Thiel has argued that some career paths, such as entrepreneurship, don’t benefit from higher education and that the pressure young people feel to go to college is holding back innovation. He says he hopes his fellowships will encourage young people to pursue radical innovation that will benefit society. Thiel, who predicted the bursting of both the tech and the housing bubbles, says that what he calls “the education bubble” will be the next to burst. The one trillion dollars that Americans have accumulated in student debt has gone, he says, “to pay for lies that people tell about how great the education they received was.”

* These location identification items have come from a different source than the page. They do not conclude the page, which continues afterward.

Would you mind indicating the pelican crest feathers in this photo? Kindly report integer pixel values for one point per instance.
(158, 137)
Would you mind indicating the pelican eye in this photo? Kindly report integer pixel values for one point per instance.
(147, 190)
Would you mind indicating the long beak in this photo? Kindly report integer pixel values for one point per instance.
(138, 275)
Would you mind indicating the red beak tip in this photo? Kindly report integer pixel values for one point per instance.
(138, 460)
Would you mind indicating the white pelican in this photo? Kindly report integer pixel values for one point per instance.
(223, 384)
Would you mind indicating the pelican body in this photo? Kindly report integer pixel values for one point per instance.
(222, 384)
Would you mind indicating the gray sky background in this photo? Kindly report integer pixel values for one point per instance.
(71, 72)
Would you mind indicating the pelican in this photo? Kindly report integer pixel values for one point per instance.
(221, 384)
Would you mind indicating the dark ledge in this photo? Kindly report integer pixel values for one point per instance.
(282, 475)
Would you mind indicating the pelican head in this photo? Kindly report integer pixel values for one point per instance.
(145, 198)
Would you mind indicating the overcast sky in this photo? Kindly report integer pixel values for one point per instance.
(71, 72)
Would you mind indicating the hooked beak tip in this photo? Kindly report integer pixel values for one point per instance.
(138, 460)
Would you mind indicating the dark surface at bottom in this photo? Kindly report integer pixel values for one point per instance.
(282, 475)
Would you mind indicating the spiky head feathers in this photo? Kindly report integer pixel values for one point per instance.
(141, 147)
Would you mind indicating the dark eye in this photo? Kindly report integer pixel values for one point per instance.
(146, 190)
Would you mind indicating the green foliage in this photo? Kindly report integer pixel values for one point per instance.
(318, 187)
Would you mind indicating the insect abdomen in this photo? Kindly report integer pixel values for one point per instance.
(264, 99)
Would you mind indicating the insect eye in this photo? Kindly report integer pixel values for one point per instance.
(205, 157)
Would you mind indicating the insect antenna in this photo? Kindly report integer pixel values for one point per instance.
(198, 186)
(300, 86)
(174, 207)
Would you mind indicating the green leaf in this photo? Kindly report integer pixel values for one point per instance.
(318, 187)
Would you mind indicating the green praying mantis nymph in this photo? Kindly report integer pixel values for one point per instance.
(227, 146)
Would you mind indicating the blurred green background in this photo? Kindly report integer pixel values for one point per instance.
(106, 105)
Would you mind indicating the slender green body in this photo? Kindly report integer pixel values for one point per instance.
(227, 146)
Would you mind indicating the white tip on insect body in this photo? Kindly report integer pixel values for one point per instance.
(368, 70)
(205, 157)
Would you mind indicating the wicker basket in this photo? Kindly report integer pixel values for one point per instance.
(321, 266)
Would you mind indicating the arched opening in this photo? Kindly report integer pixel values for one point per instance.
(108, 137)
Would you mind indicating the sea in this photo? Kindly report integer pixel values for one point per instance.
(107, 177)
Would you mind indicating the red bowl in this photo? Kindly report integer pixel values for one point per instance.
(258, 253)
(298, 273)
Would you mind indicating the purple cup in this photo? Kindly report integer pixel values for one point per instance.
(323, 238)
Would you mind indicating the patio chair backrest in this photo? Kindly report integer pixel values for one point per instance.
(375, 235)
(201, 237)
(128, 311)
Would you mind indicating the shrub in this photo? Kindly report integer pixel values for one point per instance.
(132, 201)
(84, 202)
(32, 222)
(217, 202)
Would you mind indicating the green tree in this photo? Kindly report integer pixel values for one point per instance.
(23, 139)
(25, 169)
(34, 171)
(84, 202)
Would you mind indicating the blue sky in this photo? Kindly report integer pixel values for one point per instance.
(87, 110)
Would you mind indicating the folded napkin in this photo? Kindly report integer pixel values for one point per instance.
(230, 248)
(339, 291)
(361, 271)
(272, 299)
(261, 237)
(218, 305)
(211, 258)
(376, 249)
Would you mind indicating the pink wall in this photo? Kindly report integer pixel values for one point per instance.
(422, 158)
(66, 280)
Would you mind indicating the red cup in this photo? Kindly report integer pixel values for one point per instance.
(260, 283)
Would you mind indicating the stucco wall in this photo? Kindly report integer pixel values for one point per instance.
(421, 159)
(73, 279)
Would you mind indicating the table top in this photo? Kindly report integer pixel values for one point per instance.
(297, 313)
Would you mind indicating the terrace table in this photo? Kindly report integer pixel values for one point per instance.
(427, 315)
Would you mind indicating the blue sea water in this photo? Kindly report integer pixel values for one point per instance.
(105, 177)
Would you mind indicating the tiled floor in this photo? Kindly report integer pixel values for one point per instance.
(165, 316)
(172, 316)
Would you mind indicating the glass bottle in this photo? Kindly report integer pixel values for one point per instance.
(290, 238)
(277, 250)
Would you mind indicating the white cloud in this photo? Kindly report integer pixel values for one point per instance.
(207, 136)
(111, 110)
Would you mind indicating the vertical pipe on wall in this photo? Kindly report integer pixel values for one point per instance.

Taylor and his parents sought advice—and
were surprised that most of the educators were supportive of Taylor’s pursuing a Thiel anti-education fellowship.
“A college degree is great,” Bob Davidson told Kenneth. “But do you really think Taylor needs to go to college? It didn’t suit Bill Gates, or Steve Jobs. Most people wouldn’t imagine that going to Stanford or MIT would be a limiting experience. But it might be with Taylor. I don’t want kids to be limited; I want them to fly.”
George Ochs said that people like Taylor can get lost in education. “He could be at a university gathering information from others, year after year, always gaining knowledge, never using it. A Thiel Fellowship would allow him to explore all aspects of research.”
But others, including Stephen Younger and Ron Phaneuf, urged Taylor not to forgo a well-rounded education. “Being exposed to a lot of different people and ideas can be a great multiplier and a growth experience,” Phaneuf told him.
Whatever Taylor’s choices for higher education, there was no question that he had thrived at Davidson. But increasingly, Joey was struggling. Joey had made a few very good friends at Davidson, but he still missed his old friends back in Texarkana. Academically, he’d at first excelled under Davidson Academy’s agenda of letting kids fly in pursuit of their highly focused passions. What had been good for Taylor was, at first, good for Joey too. In UNR’s high-level math classes, Joey could stretch his interests as far as he wanted.
But then Davidson itself began to change. Whereas the original intent was to let students pursue their passions “without putting limits on them,” as Bob Davidson put it, the academy was beefing up its college-counseling services and begining to put more focus on a broader, but perhaps blander, education. The shift came partly from parents; they could see that graduating seniors who had been encouraged to pursue their chosen single-minded goals during the academy’s first half-decade weren’t getting into Ivy League and other top-tier universities—which was a priority for many of the more ambitious parents, especially the growing number of those who were first- or second-generation immigrants.